Landlords will need to weigh the costs of upgrades against those of doing nothing, which could see reduced rents and asset values. Alternatively, selecting the right efficiency measures should improve asset values while making properties more attractive to tenants.

First steps

Using the results of the current EPC advisory report, or ideally a comprehensive energy audit, the first step should be to identify at-risk properties and rank the recommended energy efficiency measures by effectiveness, cost and payback period.

For instance, lighting upgrades usually have 2-3 year payback periods and are relatively straightforward to implement, and may shift a property rating up one score, while larger investment in windows and insulation will have a longer payback but make the property easier to rent and future-proof against future efficiency regulations.

Other considerations include:

  • how will the landlord work with tenants to implement the efficiency works?
  • are any of the costs re-chargeable under the terms of the lease?
  • or will the landlord recover costs through an uplift in the service charge?

While tenants may baulk at the prospect of contributing to efficiency improvements, they will benefit in terms of reduced operating costs and an improved working environment.
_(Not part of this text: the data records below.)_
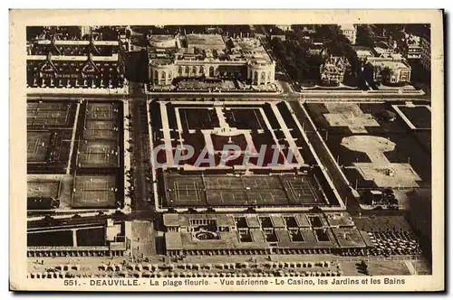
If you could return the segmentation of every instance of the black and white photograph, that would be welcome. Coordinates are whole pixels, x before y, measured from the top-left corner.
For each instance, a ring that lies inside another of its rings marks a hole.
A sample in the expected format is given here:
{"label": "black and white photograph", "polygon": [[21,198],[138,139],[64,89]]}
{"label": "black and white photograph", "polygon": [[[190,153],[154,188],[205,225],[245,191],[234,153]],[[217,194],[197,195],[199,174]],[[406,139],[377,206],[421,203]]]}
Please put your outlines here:
{"label": "black and white photograph", "polygon": [[24,280],[379,291],[433,277],[441,23],[298,20],[27,25]]}

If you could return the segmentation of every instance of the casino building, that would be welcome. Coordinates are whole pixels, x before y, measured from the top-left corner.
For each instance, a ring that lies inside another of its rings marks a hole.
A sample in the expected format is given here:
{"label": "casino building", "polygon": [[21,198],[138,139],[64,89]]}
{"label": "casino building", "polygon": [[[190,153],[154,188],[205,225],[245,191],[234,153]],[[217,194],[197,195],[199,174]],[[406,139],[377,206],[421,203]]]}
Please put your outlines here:
{"label": "casino building", "polygon": [[374,248],[345,212],[163,216],[166,254],[365,254]]}
{"label": "casino building", "polygon": [[236,79],[254,86],[275,81],[275,61],[255,38],[152,35],[148,48],[153,85],[170,85],[177,78]]}

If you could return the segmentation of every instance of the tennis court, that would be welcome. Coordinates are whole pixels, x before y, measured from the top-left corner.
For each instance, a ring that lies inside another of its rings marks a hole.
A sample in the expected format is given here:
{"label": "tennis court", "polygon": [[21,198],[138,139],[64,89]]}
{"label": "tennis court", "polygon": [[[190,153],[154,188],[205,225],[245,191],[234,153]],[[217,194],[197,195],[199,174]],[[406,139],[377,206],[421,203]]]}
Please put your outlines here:
{"label": "tennis court", "polygon": [[51,145],[50,132],[27,132],[27,162],[45,163]]}
{"label": "tennis court", "polygon": [[40,181],[27,183],[27,198],[57,198],[59,181]]}
{"label": "tennis court", "polygon": [[320,204],[323,202],[318,196],[313,183],[308,176],[282,177],[284,189],[287,192],[290,203]]}
{"label": "tennis court", "polygon": [[167,188],[169,206],[204,206],[206,195],[201,177],[169,177]]}
{"label": "tennis court", "polygon": [[71,126],[72,114],[75,113],[69,103],[27,103],[27,126],[49,127]]}
{"label": "tennis court", "polygon": [[116,203],[116,177],[76,175],[72,208],[106,208]]}
{"label": "tennis court", "polygon": [[116,142],[84,140],[81,142],[78,163],[82,167],[118,166]]}
{"label": "tennis court", "polygon": [[326,204],[307,175],[165,174],[170,207],[309,206]]}
{"label": "tennis court", "polygon": [[86,108],[87,120],[116,120],[119,106],[116,103],[88,103]]}

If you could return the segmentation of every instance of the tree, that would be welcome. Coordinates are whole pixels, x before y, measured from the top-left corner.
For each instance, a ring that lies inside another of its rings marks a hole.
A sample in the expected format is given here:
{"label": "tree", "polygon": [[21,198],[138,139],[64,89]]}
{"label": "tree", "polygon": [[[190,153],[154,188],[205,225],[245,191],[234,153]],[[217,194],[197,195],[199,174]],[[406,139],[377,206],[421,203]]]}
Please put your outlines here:
{"label": "tree", "polygon": [[358,25],[357,26],[357,39],[356,43],[361,46],[374,48],[376,34],[370,25]]}

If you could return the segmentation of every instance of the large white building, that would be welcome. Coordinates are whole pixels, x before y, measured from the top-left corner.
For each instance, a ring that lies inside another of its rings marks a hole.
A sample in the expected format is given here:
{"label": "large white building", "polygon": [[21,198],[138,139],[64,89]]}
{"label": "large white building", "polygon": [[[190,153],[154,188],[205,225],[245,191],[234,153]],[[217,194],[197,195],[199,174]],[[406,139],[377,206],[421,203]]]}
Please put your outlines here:
{"label": "large white building", "polygon": [[219,34],[154,35],[149,38],[149,82],[170,85],[176,78],[230,78],[266,86],[275,62],[258,39]]}

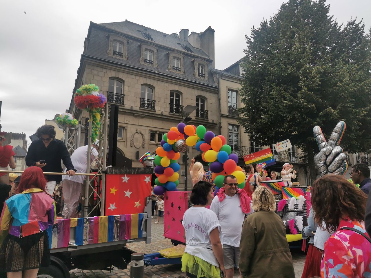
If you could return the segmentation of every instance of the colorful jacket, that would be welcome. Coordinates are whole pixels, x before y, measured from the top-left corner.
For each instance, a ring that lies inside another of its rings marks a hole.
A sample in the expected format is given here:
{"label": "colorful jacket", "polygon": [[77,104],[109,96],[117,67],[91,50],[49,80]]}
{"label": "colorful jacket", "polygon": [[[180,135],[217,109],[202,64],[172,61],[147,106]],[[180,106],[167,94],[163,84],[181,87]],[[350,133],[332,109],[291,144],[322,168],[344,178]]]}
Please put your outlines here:
{"label": "colorful jacket", "polygon": [[30,188],[9,197],[4,203],[0,229],[22,237],[44,231],[56,218],[55,203],[39,188]]}
{"label": "colorful jacket", "polygon": [[371,243],[355,232],[340,229],[343,227],[356,229],[368,236],[363,221],[341,220],[336,231],[325,244],[321,277],[371,277]]}

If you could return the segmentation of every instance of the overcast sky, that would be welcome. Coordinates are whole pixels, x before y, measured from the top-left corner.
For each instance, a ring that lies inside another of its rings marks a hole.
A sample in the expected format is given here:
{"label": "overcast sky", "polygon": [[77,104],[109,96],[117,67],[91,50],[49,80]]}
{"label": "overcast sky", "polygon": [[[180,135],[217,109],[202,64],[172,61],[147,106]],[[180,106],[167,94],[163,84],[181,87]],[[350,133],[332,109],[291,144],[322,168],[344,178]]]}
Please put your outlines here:
{"label": "overcast sky", "polygon": [[[0,101],[3,131],[34,133],[68,109],[89,22],[127,19],[165,33],[215,30],[215,65],[243,56],[244,34],[276,12],[282,0],[110,1],[3,0],[0,3]],[[328,0],[338,22],[363,18],[369,0]],[[24,12],[26,12],[25,14]]]}

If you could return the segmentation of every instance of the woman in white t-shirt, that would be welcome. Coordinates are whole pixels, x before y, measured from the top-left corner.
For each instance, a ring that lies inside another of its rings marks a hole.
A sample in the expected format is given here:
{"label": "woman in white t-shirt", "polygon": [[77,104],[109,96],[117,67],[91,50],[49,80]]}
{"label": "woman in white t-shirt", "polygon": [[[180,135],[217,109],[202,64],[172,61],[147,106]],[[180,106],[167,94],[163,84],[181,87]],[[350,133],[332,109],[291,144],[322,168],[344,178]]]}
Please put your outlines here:
{"label": "woman in white t-shirt", "polygon": [[213,197],[211,183],[201,181],[192,189],[193,206],[183,216],[186,249],[182,271],[191,278],[220,278],[225,276],[223,250],[219,237],[220,225],[215,213],[206,208]]}

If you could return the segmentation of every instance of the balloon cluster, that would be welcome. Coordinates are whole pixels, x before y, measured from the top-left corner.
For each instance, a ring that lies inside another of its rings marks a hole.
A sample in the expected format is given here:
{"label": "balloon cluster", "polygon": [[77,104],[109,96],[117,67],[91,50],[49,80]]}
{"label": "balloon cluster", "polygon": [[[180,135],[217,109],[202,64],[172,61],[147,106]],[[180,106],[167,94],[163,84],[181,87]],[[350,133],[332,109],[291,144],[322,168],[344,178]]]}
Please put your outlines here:
{"label": "balloon cluster", "polygon": [[240,188],[245,186],[245,175],[237,166],[238,156],[232,153],[230,146],[226,144],[225,138],[207,131],[202,125],[196,128],[180,123],[164,135],[161,144],[156,150],[154,160],[155,174],[157,177],[155,183],[158,186],[154,191],[156,195],[162,195],[166,190],[177,190],[179,175],[177,172],[180,166],[177,160],[180,156],[179,153],[185,152],[187,146],[194,146],[196,150],[203,152],[202,159],[209,162],[216,191],[223,187],[224,177],[227,175],[236,177]]}

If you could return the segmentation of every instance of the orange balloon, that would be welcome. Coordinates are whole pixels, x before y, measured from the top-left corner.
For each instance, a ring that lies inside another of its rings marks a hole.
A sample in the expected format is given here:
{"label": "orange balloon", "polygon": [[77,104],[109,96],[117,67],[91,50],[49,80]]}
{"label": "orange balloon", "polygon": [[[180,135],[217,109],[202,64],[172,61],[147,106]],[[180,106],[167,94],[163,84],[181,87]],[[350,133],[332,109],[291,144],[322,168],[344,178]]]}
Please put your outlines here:
{"label": "orange balloon", "polygon": [[158,181],[161,183],[165,183],[167,182],[168,177],[162,174],[158,176]]}
{"label": "orange balloon", "polygon": [[159,147],[156,149],[156,153],[157,155],[164,157],[166,156],[166,151],[164,150],[162,147]]}

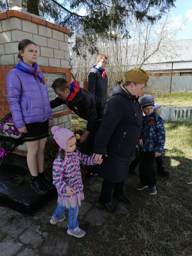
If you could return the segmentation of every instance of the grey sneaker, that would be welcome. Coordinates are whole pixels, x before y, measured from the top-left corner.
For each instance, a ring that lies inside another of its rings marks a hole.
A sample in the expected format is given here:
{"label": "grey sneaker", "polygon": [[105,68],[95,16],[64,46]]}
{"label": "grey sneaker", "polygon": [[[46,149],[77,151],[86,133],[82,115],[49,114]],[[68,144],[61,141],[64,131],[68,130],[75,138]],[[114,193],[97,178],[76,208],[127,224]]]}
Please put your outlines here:
{"label": "grey sneaker", "polygon": [[149,187],[149,195],[155,195],[157,194],[156,188],[154,186],[153,187]]}
{"label": "grey sneaker", "polygon": [[82,237],[85,235],[85,232],[81,230],[79,227],[74,230],[70,230],[68,229],[67,233],[70,236],[74,236],[76,237]]}
{"label": "grey sneaker", "polygon": [[51,224],[55,225],[55,224],[56,224],[58,222],[59,222],[60,221],[63,221],[66,218],[66,216],[64,214],[59,219],[57,219],[56,218],[53,217],[53,216],[52,216],[52,217],[51,218],[51,219],[49,221],[49,222],[51,223]]}
{"label": "grey sneaker", "polygon": [[146,186],[145,185],[143,185],[143,184],[140,184],[138,185],[138,186],[136,187],[136,189],[138,190],[143,190],[145,188],[148,188],[148,186]]}

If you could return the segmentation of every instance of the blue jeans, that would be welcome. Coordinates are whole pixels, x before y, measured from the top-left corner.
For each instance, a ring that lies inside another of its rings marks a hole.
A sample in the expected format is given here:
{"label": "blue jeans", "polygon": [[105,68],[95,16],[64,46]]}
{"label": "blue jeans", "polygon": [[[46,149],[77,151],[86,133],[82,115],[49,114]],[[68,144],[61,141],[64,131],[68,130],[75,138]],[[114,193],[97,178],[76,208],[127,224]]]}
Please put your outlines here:
{"label": "blue jeans", "polygon": [[[61,218],[64,210],[66,209],[65,206],[58,205],[55,210],[53,213],[53,217],[56,218]],[[68,208],[69,210],[69,229],[70,230],[79,227],[77,216],[79,212],[79,205],[77,205],[74,208],[70,207]]]}

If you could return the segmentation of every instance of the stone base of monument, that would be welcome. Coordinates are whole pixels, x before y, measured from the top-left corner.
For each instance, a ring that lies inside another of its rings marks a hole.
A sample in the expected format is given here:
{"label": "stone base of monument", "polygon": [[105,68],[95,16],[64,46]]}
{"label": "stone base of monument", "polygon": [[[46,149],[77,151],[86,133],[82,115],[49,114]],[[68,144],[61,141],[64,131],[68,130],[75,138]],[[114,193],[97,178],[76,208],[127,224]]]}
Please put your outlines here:
{"label": "stone base of monument", "polygon": [[[26,161],[23,157],[22,161]],[[31,188],[31,183],[23,183],[17,186],[14,178],[27,173],[26,161],[20,165],[20,159],[16,157],[14,164],[0,166],[0,205],[7,207],[23,215],[29,215],[39,209],[49,200],[57,195],[55,188],[48,192],[47,195],[39,195]],[[16,164],[17,162],[20,165]],[[24,167],[23,167],[23,166]]]}

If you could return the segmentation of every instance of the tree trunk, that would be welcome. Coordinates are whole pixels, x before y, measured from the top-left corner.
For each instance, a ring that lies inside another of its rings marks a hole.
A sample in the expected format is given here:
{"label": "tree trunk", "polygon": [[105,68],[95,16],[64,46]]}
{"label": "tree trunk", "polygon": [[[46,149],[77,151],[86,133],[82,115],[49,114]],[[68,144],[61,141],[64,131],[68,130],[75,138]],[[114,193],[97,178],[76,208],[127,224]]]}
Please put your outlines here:
{"label": "tree trunk", "polygon": [[39,16],[39,9],[38,4],[38,0],[27,0],[27,12]]}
In these situations a thoroughly assessed and costed efficiency proposal will be vital to selling the benefits to tenants (current and future).

Cost or benefit?

While there will undoubtedly be a cost to improving a building’s EPC rating it’s important to take the longer-term view that upgrading a facility protects, if not enhances, its value, while also making it more attractive to tenants increasingly conscious of operating and service charge costs.


There are a number of exceptions to the regulations for properties falling below the ‘E’ rating, including:

  • lease term for less than 6 months or more than 99 years
  • required measures are not cost-effective either with a 7-year payback or under the commercial Green Deal ‘golden rule’ which states that energy savings made in a 25-year period must be equal to or more than the cost of implementing those savings
  • despite reasonable attempts, the landlord is unable to obtain the consents needed to conduct the work (eg from tenants, lenders, listed status restrictions)
  • the energy savings measures would decrease the value of the property by 5% or more or that wall insulation would damage the property

The Department of Energy and Climate Change (DECC) will operate a register of landlord notifications to seek an exemption, which will also be available to local authorities, who in turn will have responsible for enforcing the regulations.